In one embodiment, the computer program when executed by the processor further performs the steps of: according to the synthesis queue, the audio and video clips corresponding to the synthesis queue are clipped and synthesized, and the clipping clip obtaining comprises the following steps: and taking the first key frame in the audio and video segment as a starting point, and editing and synthesizing the audio and video segment according to the editing materials of the synthesis queue through an editing and synthesizing service thread to obtain an editing segment.

In one embodiment, a computer program product is provided, comprising a computer program which, when executed by a processor, performs the steps of:

acquiring a real-time video stream;

transmitting the real-time video stream to a cloud server;

receiving a real-time video stream transmitted by a terminal;

coding the real-time video stream to obtain and push audio and video data;

It should be noted that video data (including but not limited to data for editing, stored data, presented data, and the like) referred to in the present application is data authorized by a user or sufficiently authorized by each party.

It will be understood by those skilled in the art that all or part of the processes of the methods of the embodiments described above can be implemented by hardware instructions of a computer program, which can be stored in a non-volatile computer-readable storage medium, and when executed, can include the processes of the embodiments of the methods described above. Any reference to memory, database, or other medium used in the embodiments provided herein may include at least one of non-volatile and volatile memory. The nonvolatile Memory may include Read-Only Memory (ROM), magnetic tape, floppy disk, flash Memory, optical Memory, high-density embedded nonvolatile Memory, resistive Random Access Memory (ReRAM), Magnetic Random Access Memory (MRAM), Ferroelectric Random Access Memory (FRAM), Phase Change Memory (PCM), graphene Memory, and the like. Volatile Memory can include Random Access Memory (RAM), external cache Memory, and the like. By way of illustration and not limitation, RAM can take many forms, such as Static Random Access Memory (SRAM) or Dynamic Random Access Memory (DRAM), among others. The databases referred to in various embodiments provided herein may include at least one of relational and non-relational databases. The non-relational database may include, but is not limited to, a block chain based distributed database, and the like. The processors referred to in the embodiments provided herein may be general purpose processors, central processing units, graphics processors, digital signal processors, programmable logic devices, quantum computing based data processing logic devices, etc., without limitation.

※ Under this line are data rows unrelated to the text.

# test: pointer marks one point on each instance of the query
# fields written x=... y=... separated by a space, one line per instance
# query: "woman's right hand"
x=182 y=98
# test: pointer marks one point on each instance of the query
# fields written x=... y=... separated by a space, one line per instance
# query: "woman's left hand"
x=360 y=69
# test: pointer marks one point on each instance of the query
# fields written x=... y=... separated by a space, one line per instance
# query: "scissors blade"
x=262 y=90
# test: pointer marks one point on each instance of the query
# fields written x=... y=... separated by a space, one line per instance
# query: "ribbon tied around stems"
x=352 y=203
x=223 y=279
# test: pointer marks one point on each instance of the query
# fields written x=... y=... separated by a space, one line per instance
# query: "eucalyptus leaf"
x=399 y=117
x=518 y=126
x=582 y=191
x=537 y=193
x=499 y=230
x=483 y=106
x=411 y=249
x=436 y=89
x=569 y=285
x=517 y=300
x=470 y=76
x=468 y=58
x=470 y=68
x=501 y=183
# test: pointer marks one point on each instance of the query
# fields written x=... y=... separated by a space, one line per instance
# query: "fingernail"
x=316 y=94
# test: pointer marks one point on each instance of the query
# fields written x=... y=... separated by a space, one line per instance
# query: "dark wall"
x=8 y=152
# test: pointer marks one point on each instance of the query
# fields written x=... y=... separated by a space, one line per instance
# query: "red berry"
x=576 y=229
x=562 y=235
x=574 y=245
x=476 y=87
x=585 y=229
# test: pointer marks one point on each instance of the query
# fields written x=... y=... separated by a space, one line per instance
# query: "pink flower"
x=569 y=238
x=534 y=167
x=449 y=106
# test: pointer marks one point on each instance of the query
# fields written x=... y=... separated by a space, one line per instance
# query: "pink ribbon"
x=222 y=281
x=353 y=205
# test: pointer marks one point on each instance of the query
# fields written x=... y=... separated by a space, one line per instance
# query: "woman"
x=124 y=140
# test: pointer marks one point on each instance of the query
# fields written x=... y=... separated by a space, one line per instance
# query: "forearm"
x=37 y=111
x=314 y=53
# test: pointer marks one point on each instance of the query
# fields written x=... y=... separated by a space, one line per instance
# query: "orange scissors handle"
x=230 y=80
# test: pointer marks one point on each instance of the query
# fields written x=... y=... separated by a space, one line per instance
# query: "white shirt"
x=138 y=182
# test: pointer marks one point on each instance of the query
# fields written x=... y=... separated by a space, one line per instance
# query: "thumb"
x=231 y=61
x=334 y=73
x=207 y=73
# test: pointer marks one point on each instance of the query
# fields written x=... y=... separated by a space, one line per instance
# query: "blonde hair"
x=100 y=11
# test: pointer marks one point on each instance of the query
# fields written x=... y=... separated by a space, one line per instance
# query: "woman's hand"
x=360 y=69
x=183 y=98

The technical features of the above embodiments can be arbitrarily combined, and for the sake of brevity, all possible combinations of the technical features in the above embodiments are not described, but should be considered as the scope of the present specification as long as there is no contradiction between the combinations of the technical features.

The above-mentioned embodiments only express several embodiments of the present application, and the description thereof is more specific and detailed, but not construed as limiting the scope of the present application. It should be noted that, for a person skilled in the art, several variations and modifications can be made without departing from the concept of the present application, which falls within the scope of protection of the present application. Therefore, the protection scope of the present application shall be subject to the appended claims.

Claims

1. A method of video clipping, the method comprising:

acquiring a real-time video stream;

transmitting the real-time video stream to a cloud server;

receiving audio and video data, wherein the audio and video data are obtained by encoding the real-time video stream by the cloud server;

responding to a clipping operation, acquiring clipping materials and audio and video segments corresponding to the clipping operation, and sending the clipping materials and the audio and video segments to the cloud server;

and receiving a target clipping video, wherein the target clipping video is obtained by generating a synthesis queue by the cloud server according to the clipping material and the audio and video segments, and clipping and synthesizing the audio and video data according to the synthesis queue.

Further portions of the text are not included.